EIR: What about the rest of BOJ Governor Hayami's New Year's Day interview?

Nambara: He did a good job. He was correct to warn the situation is very serious, and as Mr. LaRouche mentioned, he understands the diagnosis, that simple money-printing by the BOJ is going nowhere, while the danger of a deflationary spiral increases rapidly. And he said, they would do everything they could to try to stop it. He clearly stated we shouldn't push the yen to be weaker, or it could become dangerous for Japan.

But as for the remedy, I'm afraid Mr. LaRouche is also right that Mr. Hayami does not have an effective remedy. One problem is both Prime Minister Koizumi and Mr. Hayami seem too committed to the idea that all the NPLs must be disposed of immediately. It could be similar to the pessimists' standpoint that nothing really can be done, except to let it all crash. Or it could also be similar, unfortunately, to the IMF standpoint. But to dissolve NPLs is not structural reform at all. The increased NPLs are the result of minus growth of Gross Domestic Product, in nominal terms, in the past four years.

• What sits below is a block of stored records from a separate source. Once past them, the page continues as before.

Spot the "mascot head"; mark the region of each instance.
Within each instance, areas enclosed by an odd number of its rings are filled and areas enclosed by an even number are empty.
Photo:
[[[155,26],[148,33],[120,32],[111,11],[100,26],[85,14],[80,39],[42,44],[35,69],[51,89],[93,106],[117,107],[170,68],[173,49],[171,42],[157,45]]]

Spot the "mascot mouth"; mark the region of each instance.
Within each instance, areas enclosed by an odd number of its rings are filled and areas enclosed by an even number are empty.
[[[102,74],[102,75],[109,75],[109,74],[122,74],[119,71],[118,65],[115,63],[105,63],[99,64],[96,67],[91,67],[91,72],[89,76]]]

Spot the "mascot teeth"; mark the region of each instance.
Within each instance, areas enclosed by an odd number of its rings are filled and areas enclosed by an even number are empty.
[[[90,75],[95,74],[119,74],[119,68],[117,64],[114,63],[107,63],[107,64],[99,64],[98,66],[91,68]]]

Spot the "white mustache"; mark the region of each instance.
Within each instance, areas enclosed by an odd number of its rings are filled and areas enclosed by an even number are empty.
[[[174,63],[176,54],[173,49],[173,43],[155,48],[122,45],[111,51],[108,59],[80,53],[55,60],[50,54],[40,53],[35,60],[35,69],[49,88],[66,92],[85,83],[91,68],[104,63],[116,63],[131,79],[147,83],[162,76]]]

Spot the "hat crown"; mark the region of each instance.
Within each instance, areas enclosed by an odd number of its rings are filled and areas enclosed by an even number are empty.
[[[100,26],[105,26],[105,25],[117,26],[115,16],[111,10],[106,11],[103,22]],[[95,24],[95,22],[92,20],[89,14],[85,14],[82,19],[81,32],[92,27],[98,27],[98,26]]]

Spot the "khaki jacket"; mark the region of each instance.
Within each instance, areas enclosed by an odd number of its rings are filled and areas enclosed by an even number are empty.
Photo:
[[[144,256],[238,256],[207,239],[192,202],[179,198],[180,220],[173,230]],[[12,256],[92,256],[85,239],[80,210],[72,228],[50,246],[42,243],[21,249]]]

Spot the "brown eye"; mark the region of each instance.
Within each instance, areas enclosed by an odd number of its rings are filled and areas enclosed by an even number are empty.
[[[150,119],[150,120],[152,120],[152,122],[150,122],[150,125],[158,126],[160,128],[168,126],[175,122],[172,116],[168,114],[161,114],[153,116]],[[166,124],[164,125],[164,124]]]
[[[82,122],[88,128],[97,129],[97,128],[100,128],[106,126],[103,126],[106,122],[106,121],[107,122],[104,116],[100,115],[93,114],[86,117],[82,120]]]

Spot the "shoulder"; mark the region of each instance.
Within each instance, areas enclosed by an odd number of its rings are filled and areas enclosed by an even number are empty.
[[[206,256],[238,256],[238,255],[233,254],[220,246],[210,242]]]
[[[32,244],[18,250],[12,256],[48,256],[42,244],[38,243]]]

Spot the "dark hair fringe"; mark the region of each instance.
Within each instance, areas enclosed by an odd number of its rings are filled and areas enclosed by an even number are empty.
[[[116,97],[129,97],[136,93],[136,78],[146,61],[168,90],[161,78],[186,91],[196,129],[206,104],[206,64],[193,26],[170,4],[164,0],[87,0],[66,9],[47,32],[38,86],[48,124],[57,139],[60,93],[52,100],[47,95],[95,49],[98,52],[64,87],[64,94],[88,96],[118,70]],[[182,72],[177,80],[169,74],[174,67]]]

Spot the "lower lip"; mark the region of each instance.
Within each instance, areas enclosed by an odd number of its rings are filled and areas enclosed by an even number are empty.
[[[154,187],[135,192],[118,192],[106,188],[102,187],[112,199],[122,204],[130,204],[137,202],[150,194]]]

In every country, NPLs will increase when it becomes recession. The mere dissolution of NPLs at deflation time, will only exacerbate the deflation.

EIR: Mr. Koizumi's chief economic architect, Mr. Heizou Takenaka, unfortunately seems to have a similar, Margaret Thatcher-type of philosophy.

Nambara: I have always criticized Mr. Takenaka since he wrote the report of the Economic Strategic Conference in March, 1999.... When Takenaka refers to "structural reform," his model is Margaret Thatcher, but Japan today is completely different from England 20 years ago. The lost competitive edge of British industry, and the Wilson government, brought inflation and stagnation. Here in Japan, stagnation, yes! But no inflation! On the contrary, we are in the midst of deflation.... In spite of the burst of the bubble, our economy had never recorded minus growth until mid-1997. It was the Hashimoto government and BOJ which brought deflation to Japan, like the United States early in 1930, because Mr. Hashimoto, and the previous main stream of the BOJ, never learned from history and accepted the "Washington Consensus."